I think Max's suggestion is equivalent (as far as I can see) to switching from eager rewriting to a form of lazy rewriting, again. To restate what I think is the kernel of the problem with the example above: we see the expression for v3 (the shift that we conditionally rewrite differently in the different contexts) before we see the branch and even realize the separate context exists. There may be many such contexts deeper in the domtree.

I'm interpreting the functional-style "(with v4 (simplify block2))" as implying that within the dynamic scope of a context v2==0, we do rewrites on block2. But again block2 doesn't contain the operator that we want to rewrite differently; that operator was already seen above. So in an eager-eval world, we've already done all rewrites.

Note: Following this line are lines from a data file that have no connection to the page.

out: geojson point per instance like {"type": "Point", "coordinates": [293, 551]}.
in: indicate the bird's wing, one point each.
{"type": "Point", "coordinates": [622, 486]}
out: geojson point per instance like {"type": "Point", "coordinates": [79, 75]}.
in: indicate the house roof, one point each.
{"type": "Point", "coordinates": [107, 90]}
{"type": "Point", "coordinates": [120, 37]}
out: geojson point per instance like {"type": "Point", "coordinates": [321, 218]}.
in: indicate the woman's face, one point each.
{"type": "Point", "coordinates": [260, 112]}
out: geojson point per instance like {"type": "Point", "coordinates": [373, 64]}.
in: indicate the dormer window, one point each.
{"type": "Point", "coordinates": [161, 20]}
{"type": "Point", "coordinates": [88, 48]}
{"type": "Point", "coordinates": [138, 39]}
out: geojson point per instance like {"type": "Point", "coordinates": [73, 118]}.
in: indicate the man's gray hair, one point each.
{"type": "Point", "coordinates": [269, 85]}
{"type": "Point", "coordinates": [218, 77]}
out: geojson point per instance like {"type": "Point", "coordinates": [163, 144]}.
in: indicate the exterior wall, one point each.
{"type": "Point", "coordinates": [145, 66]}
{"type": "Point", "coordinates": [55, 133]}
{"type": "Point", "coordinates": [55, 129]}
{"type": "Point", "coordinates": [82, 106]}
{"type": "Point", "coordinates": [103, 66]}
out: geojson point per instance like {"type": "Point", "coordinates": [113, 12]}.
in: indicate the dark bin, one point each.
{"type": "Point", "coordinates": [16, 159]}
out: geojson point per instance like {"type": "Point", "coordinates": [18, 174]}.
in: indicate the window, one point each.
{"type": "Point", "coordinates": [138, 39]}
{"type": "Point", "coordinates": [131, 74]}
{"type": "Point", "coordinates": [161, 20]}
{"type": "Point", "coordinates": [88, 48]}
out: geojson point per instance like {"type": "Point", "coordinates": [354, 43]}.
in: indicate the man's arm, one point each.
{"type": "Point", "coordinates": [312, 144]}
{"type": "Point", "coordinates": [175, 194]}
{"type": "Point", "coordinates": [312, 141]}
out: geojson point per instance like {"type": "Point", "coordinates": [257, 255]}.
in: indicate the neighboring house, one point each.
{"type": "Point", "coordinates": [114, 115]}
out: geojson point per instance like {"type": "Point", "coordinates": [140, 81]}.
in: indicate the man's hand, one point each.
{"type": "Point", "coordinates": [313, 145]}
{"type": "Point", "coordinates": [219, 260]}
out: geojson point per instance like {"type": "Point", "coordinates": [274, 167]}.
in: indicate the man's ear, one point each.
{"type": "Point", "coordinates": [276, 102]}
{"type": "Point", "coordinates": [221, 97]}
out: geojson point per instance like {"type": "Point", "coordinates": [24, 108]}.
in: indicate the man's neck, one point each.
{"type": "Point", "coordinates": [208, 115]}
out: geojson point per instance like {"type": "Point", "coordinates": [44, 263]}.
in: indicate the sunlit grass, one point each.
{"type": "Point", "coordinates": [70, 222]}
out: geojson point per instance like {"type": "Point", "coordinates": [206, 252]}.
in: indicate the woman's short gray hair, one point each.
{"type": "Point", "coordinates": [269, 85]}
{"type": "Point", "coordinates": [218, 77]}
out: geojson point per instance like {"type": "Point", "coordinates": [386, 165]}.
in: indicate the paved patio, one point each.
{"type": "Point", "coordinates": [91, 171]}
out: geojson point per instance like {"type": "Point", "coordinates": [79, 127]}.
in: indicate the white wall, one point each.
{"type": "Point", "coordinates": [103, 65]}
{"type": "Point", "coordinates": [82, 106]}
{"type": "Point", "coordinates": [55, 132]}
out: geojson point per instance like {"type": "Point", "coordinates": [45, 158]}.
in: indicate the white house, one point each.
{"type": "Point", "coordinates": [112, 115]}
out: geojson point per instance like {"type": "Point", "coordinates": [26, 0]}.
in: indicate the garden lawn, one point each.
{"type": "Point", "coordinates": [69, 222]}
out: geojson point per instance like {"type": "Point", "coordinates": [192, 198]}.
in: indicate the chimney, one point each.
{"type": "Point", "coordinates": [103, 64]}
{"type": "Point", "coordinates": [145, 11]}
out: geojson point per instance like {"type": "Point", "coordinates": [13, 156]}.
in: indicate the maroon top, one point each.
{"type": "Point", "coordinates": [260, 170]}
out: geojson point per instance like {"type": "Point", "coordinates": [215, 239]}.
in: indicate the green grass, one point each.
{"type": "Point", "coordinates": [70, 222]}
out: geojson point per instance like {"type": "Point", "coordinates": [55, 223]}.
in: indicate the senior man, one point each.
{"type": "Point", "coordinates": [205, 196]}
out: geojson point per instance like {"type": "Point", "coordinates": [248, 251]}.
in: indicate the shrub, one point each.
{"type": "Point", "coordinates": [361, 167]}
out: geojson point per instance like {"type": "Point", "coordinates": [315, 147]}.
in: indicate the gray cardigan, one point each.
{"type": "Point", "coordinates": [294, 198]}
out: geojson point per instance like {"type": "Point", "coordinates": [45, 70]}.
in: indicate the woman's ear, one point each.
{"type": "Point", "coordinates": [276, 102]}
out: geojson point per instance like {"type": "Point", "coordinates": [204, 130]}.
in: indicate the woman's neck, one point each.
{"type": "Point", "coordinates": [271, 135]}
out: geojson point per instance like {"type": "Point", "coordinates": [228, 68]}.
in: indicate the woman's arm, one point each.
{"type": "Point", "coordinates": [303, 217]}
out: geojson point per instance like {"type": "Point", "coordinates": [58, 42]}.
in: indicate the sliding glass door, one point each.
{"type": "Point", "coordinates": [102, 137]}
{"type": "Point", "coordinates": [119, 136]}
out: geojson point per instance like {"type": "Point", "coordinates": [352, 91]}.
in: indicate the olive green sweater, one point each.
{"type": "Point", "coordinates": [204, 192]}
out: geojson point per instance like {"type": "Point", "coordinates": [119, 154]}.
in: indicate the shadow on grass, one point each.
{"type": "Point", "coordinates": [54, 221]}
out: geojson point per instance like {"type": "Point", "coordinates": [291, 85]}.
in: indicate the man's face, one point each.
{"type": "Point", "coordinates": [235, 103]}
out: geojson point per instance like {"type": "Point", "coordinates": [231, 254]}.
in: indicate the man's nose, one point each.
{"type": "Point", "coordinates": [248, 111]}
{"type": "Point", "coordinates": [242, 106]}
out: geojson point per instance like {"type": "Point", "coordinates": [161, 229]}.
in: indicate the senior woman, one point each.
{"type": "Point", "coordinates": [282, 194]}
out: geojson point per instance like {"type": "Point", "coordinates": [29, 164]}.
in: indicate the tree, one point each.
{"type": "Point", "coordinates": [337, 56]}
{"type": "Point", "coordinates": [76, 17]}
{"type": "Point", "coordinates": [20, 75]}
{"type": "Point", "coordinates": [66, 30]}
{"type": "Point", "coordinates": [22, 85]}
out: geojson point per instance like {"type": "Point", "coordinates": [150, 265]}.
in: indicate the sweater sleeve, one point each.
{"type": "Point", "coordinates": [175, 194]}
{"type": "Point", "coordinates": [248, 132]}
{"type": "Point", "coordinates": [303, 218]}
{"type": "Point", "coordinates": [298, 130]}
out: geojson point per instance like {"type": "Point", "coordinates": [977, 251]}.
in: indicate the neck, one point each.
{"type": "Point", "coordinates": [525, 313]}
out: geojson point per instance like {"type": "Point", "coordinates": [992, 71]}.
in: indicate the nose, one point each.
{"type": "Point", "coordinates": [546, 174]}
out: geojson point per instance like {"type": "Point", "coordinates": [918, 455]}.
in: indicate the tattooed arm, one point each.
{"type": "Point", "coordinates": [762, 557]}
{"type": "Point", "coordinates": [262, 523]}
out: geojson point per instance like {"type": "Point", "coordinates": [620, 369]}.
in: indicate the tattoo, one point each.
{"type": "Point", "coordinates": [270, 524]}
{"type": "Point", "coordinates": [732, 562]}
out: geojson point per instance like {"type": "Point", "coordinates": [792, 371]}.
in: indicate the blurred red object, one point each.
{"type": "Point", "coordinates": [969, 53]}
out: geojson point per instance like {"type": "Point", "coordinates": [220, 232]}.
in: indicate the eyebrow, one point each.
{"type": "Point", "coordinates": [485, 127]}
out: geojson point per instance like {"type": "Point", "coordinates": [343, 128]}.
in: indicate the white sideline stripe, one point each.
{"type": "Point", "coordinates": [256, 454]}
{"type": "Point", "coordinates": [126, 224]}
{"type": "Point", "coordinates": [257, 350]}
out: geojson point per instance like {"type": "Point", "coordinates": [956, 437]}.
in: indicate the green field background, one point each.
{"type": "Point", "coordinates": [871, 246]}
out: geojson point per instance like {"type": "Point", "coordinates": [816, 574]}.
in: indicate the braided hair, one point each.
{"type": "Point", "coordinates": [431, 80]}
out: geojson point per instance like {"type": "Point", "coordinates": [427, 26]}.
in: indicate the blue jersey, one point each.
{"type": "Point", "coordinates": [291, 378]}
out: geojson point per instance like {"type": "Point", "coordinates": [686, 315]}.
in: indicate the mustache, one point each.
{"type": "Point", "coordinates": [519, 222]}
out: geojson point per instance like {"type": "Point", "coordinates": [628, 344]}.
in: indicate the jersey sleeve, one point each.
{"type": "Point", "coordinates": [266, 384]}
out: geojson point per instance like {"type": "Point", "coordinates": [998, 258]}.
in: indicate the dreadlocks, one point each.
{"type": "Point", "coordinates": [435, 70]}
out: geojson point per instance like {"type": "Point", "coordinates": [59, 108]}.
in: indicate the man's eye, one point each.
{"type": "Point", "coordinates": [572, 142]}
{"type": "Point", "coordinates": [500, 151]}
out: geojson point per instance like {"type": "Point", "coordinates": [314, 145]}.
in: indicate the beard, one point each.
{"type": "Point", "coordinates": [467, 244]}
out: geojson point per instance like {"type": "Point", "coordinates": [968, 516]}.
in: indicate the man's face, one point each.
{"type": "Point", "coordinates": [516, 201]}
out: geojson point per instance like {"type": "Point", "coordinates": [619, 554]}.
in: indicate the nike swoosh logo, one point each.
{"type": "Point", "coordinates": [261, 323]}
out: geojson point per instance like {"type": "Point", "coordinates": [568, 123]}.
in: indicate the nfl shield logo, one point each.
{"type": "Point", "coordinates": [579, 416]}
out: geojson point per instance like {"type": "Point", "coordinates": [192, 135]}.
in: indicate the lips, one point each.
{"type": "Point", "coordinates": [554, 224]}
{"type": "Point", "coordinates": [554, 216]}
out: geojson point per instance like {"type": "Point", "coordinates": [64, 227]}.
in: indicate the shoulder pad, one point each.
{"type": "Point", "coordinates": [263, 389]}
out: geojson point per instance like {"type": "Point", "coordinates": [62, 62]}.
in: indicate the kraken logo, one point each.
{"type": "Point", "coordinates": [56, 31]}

(Important side-note here: the operator doesn't have a location once it's in the egraph, but it does have an original location in the input code, and that's relevant for this processing order.)

If we defer applying any rewrites to a value until we use it, we could make use of all the context we have at the use-site, but many other aspects of the aegraph formulation have to change I think. At the very least, the GVN that naturally happens by deduping -- including deduping all of the nodes that are created as part of the rewrites -- breaks, because we will now only insert values into the scoped hashmap deep in the traversal.

We are still not fully back to the world of conventional egraphs with batched rewrites, because on first use (in a given context) we get the final eclass handle for that context; so it's still eager in some important sense; but "scoped-ly eager". We'd need to carefully consider how this interacts with GVN, elab, and our domtree-based auto-subsume.